Cookies disclaimer

Our site saves small pieces of text information (cookies) on your device in order to deliver better content and for statistical purposes. You can disable the usage of cookies by changing the settings of your browser. By browsing our website without changing the browser settings you grant us permission to store that information on your device.

By continuing to use VariantValidator you also accept our Terms and Conditions. I agree

Batch Tool Help

Using the VariantValidator Batch Tool to validate variant descriptions

VariantValidator Logo

The basic steps:

VariantValidator is a web-based tool that allows the checking of human genome sequence variant descriptions for compliance with the HGVS Variant Nomenclature. Variants can be checked individually or multiple variant descriptions can be checked simultaneously by submitting them to the Batch Validator.

Variant descriptions are pasted into the Input Variant Descriptions data entry box with one description per line. Instructions are provided on-screen. Validation can be limited to a particular gene or genes. This is particularly useful if you have a long list of variants that are expressed in the context of genome coordinates, but only those that fall into a particular gene or genes are of interest. HGNC gene symbols are used to impose gene search limits and the input is not case-sensitive. The results are returned to you by email, so you must enter a valid email address. Finally, you must select a genome build (GRCh38 or GRCh37) to allow the validation of variant descriptions, such as 17-50198002-C-A or chr17:50198002C>A, where the appropriate genome build cannot be deduced from the description itself. Needless to say, it's not possible to simultaneously submit a mix of variant descriptions from both genome builds.

Formatting the data for validation

The ideal method is to use a plain text editor. Use of a word processor is not recommended because of the potential to carry over non-valid characters from your list of variant descriptions into the input box. VariantValidator has been designed to strip out invalid characters but it is better to avoid them being there in the first place. Copying variant descriptions directly from journal articles and from computer screens can be equally problematic.

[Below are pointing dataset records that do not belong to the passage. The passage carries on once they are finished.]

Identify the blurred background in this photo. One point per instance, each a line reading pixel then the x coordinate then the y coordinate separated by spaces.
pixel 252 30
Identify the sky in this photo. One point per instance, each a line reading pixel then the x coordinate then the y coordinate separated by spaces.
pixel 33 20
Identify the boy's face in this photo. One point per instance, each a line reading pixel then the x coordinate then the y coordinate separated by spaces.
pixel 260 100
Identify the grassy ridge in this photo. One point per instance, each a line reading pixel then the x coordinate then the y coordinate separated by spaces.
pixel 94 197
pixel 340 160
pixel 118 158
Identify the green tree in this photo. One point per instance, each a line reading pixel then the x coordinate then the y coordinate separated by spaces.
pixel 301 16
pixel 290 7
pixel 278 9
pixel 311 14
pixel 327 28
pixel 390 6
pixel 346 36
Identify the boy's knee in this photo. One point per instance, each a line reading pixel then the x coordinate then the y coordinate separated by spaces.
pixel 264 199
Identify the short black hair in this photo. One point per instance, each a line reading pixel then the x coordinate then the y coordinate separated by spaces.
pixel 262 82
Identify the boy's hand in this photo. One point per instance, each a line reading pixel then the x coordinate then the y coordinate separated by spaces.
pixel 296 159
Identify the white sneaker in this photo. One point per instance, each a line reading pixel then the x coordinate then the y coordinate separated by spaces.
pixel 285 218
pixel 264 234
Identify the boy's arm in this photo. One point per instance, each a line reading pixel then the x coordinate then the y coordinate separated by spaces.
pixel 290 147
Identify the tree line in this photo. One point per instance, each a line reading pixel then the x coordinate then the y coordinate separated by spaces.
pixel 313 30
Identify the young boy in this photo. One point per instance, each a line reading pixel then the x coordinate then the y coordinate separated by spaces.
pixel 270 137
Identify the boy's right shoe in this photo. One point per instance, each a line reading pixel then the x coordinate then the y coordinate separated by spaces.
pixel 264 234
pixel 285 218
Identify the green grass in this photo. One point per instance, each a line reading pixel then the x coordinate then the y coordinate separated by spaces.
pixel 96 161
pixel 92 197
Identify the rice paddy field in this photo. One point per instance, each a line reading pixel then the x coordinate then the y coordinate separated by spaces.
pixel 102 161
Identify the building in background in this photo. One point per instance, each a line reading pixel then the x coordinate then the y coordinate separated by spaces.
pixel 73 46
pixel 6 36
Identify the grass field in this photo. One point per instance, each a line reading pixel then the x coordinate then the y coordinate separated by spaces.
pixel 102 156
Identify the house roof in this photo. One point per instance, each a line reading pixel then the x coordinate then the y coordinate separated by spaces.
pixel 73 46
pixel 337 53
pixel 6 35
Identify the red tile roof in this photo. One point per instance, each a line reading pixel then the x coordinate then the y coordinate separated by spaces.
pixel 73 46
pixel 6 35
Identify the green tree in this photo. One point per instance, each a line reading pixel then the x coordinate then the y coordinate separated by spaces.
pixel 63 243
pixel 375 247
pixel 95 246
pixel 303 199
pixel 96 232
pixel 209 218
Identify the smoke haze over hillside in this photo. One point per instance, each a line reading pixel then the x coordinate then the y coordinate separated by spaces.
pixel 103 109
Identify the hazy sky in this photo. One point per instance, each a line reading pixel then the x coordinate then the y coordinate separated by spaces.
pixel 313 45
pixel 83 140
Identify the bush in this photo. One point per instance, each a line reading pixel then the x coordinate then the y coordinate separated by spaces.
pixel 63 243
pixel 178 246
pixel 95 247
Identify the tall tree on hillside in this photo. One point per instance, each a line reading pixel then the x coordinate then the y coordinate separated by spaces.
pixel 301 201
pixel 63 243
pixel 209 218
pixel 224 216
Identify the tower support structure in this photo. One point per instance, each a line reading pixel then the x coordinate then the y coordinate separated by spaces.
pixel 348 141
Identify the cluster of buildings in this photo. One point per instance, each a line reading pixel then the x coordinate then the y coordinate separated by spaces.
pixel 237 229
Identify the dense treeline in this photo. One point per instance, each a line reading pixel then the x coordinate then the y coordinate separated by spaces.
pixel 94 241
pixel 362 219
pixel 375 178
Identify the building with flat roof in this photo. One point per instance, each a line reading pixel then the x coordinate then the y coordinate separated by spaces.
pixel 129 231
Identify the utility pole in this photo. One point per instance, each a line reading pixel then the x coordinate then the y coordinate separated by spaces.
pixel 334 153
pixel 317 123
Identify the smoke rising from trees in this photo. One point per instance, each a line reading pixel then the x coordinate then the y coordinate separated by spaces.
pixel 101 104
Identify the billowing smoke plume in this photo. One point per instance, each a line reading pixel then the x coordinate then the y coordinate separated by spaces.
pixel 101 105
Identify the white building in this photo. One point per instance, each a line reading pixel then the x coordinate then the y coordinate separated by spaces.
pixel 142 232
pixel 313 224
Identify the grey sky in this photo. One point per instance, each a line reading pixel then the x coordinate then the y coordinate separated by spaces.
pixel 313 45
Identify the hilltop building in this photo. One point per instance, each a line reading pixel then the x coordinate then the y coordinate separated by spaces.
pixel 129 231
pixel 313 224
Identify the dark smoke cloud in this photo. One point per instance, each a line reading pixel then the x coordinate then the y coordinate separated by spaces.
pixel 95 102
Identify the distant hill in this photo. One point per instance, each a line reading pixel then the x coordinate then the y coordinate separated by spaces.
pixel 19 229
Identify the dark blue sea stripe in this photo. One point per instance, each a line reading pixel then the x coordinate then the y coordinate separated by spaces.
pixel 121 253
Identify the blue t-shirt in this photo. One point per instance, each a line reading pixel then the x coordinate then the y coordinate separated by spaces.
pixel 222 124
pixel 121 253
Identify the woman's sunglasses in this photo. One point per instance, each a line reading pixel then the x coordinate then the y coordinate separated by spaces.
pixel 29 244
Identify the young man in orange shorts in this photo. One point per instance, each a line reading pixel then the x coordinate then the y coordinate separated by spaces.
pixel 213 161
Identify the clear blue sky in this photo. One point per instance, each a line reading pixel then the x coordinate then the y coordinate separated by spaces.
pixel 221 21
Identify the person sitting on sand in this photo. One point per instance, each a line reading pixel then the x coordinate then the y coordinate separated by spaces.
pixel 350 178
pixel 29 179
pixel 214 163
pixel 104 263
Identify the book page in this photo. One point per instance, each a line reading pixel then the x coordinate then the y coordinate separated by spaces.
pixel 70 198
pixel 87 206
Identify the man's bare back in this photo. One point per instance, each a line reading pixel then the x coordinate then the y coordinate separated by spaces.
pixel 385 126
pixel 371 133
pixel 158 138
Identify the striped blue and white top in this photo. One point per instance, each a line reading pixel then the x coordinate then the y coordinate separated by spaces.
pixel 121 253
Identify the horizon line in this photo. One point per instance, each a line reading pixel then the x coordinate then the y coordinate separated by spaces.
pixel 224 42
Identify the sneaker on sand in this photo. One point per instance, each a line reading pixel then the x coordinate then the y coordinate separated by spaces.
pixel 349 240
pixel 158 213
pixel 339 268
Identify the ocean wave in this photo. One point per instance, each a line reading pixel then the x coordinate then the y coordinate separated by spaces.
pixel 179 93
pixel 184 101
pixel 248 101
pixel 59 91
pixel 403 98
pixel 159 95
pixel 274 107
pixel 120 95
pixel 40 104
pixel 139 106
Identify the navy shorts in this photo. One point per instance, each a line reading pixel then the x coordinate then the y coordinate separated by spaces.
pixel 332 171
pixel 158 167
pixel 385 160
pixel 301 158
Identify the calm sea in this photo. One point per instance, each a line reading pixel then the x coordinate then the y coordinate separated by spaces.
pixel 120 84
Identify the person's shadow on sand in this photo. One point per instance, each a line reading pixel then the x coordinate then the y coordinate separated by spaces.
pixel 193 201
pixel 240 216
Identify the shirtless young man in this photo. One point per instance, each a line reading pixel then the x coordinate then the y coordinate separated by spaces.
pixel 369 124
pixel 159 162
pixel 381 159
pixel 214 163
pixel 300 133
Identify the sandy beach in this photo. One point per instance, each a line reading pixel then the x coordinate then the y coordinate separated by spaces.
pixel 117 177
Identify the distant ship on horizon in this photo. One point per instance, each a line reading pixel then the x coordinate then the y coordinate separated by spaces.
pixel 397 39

Note: It is vitally important that there be no trailing "invisible" characters, such as spaces or tabs, immediately after a variant description. The presence of such characters can result in the submission of a blank variant description which will return a "Variant description is not in an accepted format" warning at the end of the batch validator output. We are aware of this problem and will apply a software patch as soon as possible to handle the issue.

A short list of valid variant descriptions might look like this:

NM_000088.3:c.589G>T
NC_000017.10:g.48275363C>A
NG_007400.1:g.8638G>T
LRG_1:g.8638G>T
LRG_1t1:c.589G>T
17-50198002-C-A
chr17:50198002C>A

Note that the final two variant descriptions are in the context of GRCh38. It's also worth noting that each of these seven variant descriptions is valid and should return no error messages.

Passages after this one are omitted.